是否可以初始化函数引用的常量数组?

Is it possible to initialize a constant array of reference to function?

在阅读了 Embarcadero 关于 procedural types & anonymous methods and David Heffernan's explanation 的文档后,我仍然不太明白为什么编译器禁止初始化函数引用的常量数组,如下例中的 C_BAR。

program MyProgram;

{$APPTYPE CONSOLE}

{$R *.res}

type
  TFoo = function: Integer;
  TBar = reference to function: Integer;

  function FooBar: Integer;
  begin
    Result := 42;
  end;

const
  // This works
  C_FOO: array[0..0] of TFoo = (FooBar);

  // These lines do not compile
  // C_BAR: array[0..0] of TBar = (FooBar); // TBar incompatible with Integer
  // C_BAR: array[0..0] of TBar = (@FooBar); // TBar incompatible with Pointer

var
  Foo: array[0..0] of TFoo;
  Bar: array[0..0] of TBar;
begin
  Foo[0] := FooBar; // Foo[0] = MyProgram.FooBar
  Bar[0] := FooBar; // Bar[0] = MyProgram$ActRec(CC8CF0) as TBar

  Foo[0] := C_FOO[0]; // Foo[0] = MyProgram.FooBar
  Bar[0] := C_FOO[0]; // Bar[0] = MyProgram$ActRec(CC8CF0) as TBar
end.

使用调试器,我可以看到 Bar[0] 等于某个地址(我想?),这告诉我我的理解背后发生了一些事情...

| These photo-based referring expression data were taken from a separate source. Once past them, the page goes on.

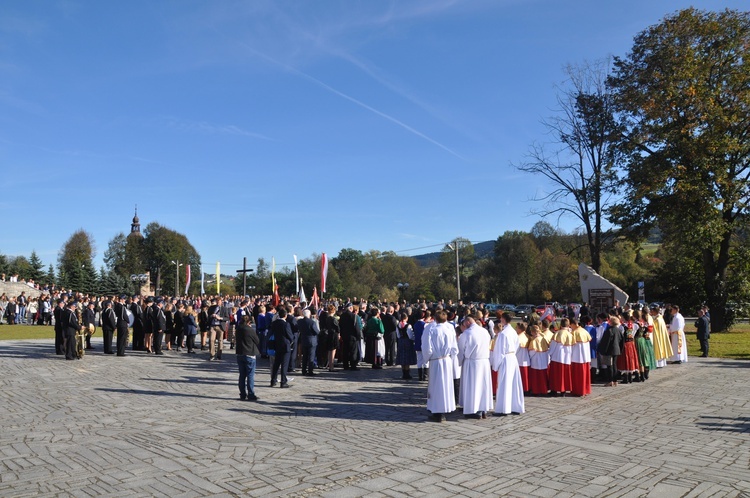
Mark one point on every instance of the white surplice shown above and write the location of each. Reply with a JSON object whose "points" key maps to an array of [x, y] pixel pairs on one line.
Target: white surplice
{"points": [[475, 394], [509, 385], [440, 349]]}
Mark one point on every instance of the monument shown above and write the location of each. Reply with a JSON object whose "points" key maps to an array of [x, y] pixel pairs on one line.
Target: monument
{"points": [[599, 292]]}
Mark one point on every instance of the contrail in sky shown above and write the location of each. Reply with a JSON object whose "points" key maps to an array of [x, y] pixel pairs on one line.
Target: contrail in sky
{"points": [[353, 100]]}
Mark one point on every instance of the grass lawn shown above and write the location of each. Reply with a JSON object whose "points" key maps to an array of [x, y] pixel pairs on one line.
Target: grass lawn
{"points": [[19, 332], [734, 344]]}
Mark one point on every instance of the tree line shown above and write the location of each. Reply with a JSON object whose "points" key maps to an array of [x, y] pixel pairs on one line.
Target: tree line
{"points": [[655, 141]]}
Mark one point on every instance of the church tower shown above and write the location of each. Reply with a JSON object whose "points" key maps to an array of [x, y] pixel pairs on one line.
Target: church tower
{"points": [[135, 227]]}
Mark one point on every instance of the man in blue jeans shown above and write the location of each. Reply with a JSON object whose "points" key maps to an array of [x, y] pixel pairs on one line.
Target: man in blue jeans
{"points": [[247, 349]]}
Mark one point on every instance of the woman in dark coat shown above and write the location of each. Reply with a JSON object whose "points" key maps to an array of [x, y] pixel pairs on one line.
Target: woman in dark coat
{"points": [[610, 348], [374, 331], [330, 323]]}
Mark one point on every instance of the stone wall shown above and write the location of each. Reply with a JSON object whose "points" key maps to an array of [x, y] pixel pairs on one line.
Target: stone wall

那么在我的例子中是否可以像C_BAR那样初始化一个常量数组?如果是,怎么做,否则,为什么?

相关文档位于 Typed Constants 部分:

Typed constants, unlike true constants, can hold values of array, record, procedural, and pointer types. Typed constants cannot occur in constant expressions.

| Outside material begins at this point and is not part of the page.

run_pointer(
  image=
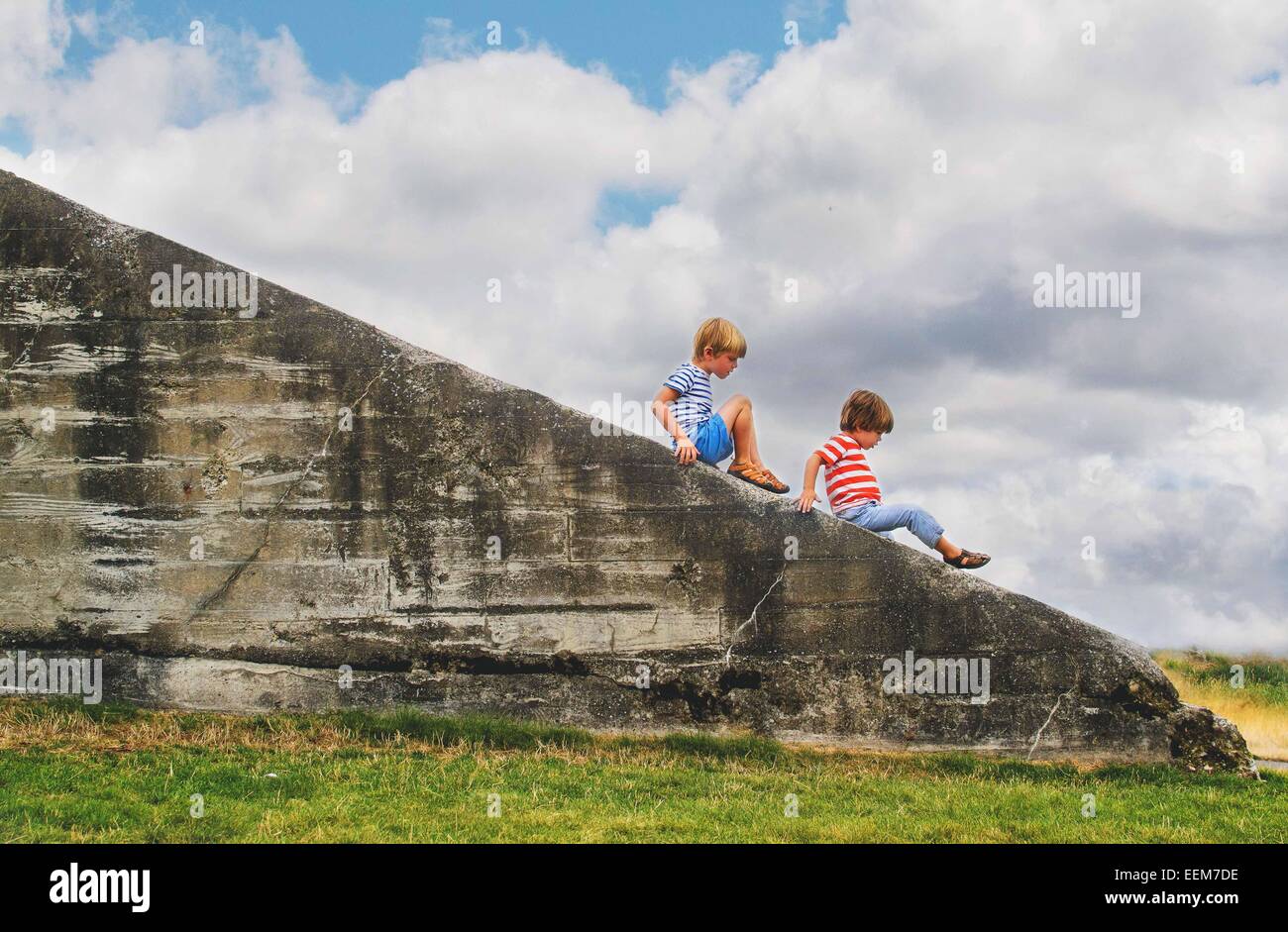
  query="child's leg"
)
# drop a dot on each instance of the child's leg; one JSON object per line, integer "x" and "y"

Declare a typed constant like this:

const identifier: type = value

where identifier is any valid identifier, type is any type except files and variants, and value is an expression of type. For example,

const Max: Integer = 100;

In most cases, value must be a constant expression; but if type is an array, record, procedural, or pointer type, special rules apply.

程序类型的特殊规则如下:

To declare a procedural constant, specify the name of a function or procedure that is compatible with the declared type of the constant. For example,

function Calc(X, Y: Integer): Integer;
begin
  ...
end;
type TFunction = function(X, Y: Integer): Integer;
const MyFunction: TFunction = Calc;

Given these declarations, you can use the procedural constant MyFunction in a function call:

I := MyFunction(5, 7)

You can also assign the value nil to a procedural constant.

这就解释了为什么可以使用 TFoo 声明类型常量。

至于匿名方法,它们没有在本文档的任何地方列出。现在,一个匿名方法被实现为一个接口。该接口有一个由编译器生成的支持 class,因此需要创建一个 class 的实例。该实例分配在堆上,这就是(至少一个原因)您不能将匿名方法声明为常量的原因。